Au fond d’une cour écrasée par la chaleur étouffante de Douala, Mathieu Njassep porte encore les séquelles d’une vie marquée par la lutte pour l’indépendance du Cameroun du colon français, une période ravivée par la publication d’un rapport sur cette époque, commandé à l’initiative des deux pays.
« Si la France ne reconnaît pas qu’elle a un délit, on ne peut pas pardonner », déclare en se remémorant ses longues années de combattant, Mathieu Njassep.
En 1960, alors qu’il n’avait que 21 ans, et que la partie francophone du Cameroun venait de se libérer de son statut de colonie française, le jeune homme intègre le « maquis » de l’Union des populations du Cameroun (UPC ) convaincu que son pays n’était pas « véritablement indépendant », raconte-t-il d’une voix calme.
Créé en 1948, ce parti anticolonialiste engagé dans la lutte armée a vu plusieurs dizaines de milliers de ses membres massacrés, réprimés dans le sang par l’armée française, puis camerounaise après l’indépendance. Le régime du président Ahmadou Ahidjo (1960-1982), étant accusé d’avoir confisqué l’indépendance avec l’aide de la France.
De cette époque, le vétéran et ancien secrétaire d’Ernest Ouandié, figure du mouvement, garde en mémoire « les villages brûlés » et les « populations déplacées dans des camps ».
Il porte aussi dans sa chaise des séquelles physiques de quatorze années passées en prison pour rébellion armée, dont près de trois à l’isolement, dans un cachot, sans jamais voir la lumière du jour.
Il y a quinze ans, Mathieu Njassep et des camarades de l’Association des vétérans de l’armée de libération nationale du Kamerun, dont il est actuellement président, ont tenté de faire reconnaître à l’Elysée la légitimité de leur lutte et pousser la France à leur verser des réparations. Une demande conservée lettre morte jusqu’à ce jour.
Aujourd’hui, une bonne fête des anciens sont morts.
Le vieillard de 86 ans, est devenu malvoyant et ne parvient plus à se déplacer sans prendre appui sur les murs du petit deux-pièces, qu’il partage avec une demi-douzaine de membres de sa famille dans un quartier pauvre de Douala.
Oublié pendant des années, Mathieu Njassep n’attend que très peu de choses du rapport commandité par les présidents français et camerounais à une commission de chercheurs de ces deux pays pour éclairer la période coloniale et post-coloniale de 1945 à 1971.
Au minimum « vérifier » et crédibiliser les dires des indépendantistes qui dénoncent toujours depuis les exactions françaises. Au mieux, « une compensation financière » pour « contribuer à reconstruire des villages détruits par la guerre » ou des « infrastructures dont le pays a besoin », espère le vétéran.
« Le tombeau des nationalistes »
Face au spectacle bruyant des chutes de la Metché près de Bafoussam dans l’ouest du Cameroun, Louise Mekah Fossi, murmure des paroles destinées à son père, membre défunt de l’UPC. Elle laisse s’écouler dans le cours de l’eau quelques fruits apportés en guise d’offrande.
Ces falaises d’une trentaine de mètres, sont le lieu de recueillement choisi par Louise. En 1957, son père Jacob Fossi a été tué en étant jeté du haut de la cascade par des soldats français. Il est connu pour avoir emporté un de ses bourreaux dans sa chute mortelle.

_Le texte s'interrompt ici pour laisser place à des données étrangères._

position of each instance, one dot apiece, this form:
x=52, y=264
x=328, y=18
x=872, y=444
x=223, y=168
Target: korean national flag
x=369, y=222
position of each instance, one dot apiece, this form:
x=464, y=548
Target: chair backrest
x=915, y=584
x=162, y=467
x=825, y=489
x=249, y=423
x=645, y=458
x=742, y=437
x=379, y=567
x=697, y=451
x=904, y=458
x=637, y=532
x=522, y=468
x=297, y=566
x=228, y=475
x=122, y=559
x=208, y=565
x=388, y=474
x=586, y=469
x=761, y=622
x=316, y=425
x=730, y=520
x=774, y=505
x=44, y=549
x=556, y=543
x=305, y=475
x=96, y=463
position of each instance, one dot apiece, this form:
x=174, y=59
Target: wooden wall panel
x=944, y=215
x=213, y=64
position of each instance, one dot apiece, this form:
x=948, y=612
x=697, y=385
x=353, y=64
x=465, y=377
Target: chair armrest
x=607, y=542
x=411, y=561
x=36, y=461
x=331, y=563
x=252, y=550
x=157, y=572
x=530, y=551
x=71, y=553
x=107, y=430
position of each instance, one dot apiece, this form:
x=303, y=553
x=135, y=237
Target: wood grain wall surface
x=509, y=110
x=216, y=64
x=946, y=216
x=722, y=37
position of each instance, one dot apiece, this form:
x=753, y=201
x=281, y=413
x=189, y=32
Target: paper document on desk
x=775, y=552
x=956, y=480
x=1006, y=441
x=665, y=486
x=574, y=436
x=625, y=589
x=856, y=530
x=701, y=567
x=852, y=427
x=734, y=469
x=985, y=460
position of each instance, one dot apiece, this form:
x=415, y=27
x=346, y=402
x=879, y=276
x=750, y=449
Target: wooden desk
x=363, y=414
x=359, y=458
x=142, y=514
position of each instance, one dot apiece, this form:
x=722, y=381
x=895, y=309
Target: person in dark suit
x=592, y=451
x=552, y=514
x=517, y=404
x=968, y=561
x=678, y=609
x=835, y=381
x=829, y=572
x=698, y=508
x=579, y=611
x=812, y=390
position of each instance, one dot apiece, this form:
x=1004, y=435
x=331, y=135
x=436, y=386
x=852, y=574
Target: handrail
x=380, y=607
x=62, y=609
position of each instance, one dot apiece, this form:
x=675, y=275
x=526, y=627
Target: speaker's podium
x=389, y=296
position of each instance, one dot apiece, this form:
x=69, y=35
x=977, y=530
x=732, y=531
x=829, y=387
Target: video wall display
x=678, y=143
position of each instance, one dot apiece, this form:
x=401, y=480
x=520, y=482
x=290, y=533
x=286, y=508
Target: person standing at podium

« De cette façon, il a sauvé la vie d’autres nationalistes qui devaient être exécutés cette nuit-là » par les mêmes bourreaux. « C’est le tombeau des nationalistes camerounais », dit-t-elle emplie de fierté.
L’histoire de son père fait aujourd’hui partie des récits les plus contés de l’époque et a été publié dans un livre.
« C’est le plus beau cadeau de ma vie », s’exclame la fille de maquisard, qui a appris à cinquante ans, à la faveur de la libération de la parole sur cette période troublée, l’histoire longtemps taboue de son père .
Dans sa quête de savoir, elle a dit avoir visité les archives coloniales de Vincennes en France, sans trouver aucune trace de l’histoire de son père.
« Mieux vaut tard que jamais », ironise Louise Mekah Fossi, sur la démarche des autorités françaises, estimant que le rapport remis mardi au président Paul Biya doit permettre aux Camerounais de « réécrire leur histoire ».
« Ce qu’on a appris jusqu’à maintenant, ce n’était pas l’histoire du Cameroun. C’est ce que la France a voulu qu’on apprenne, qu’on sache. Mais notre propre histoire, elle sera écrite par nous-mêmes », espère-t-elle.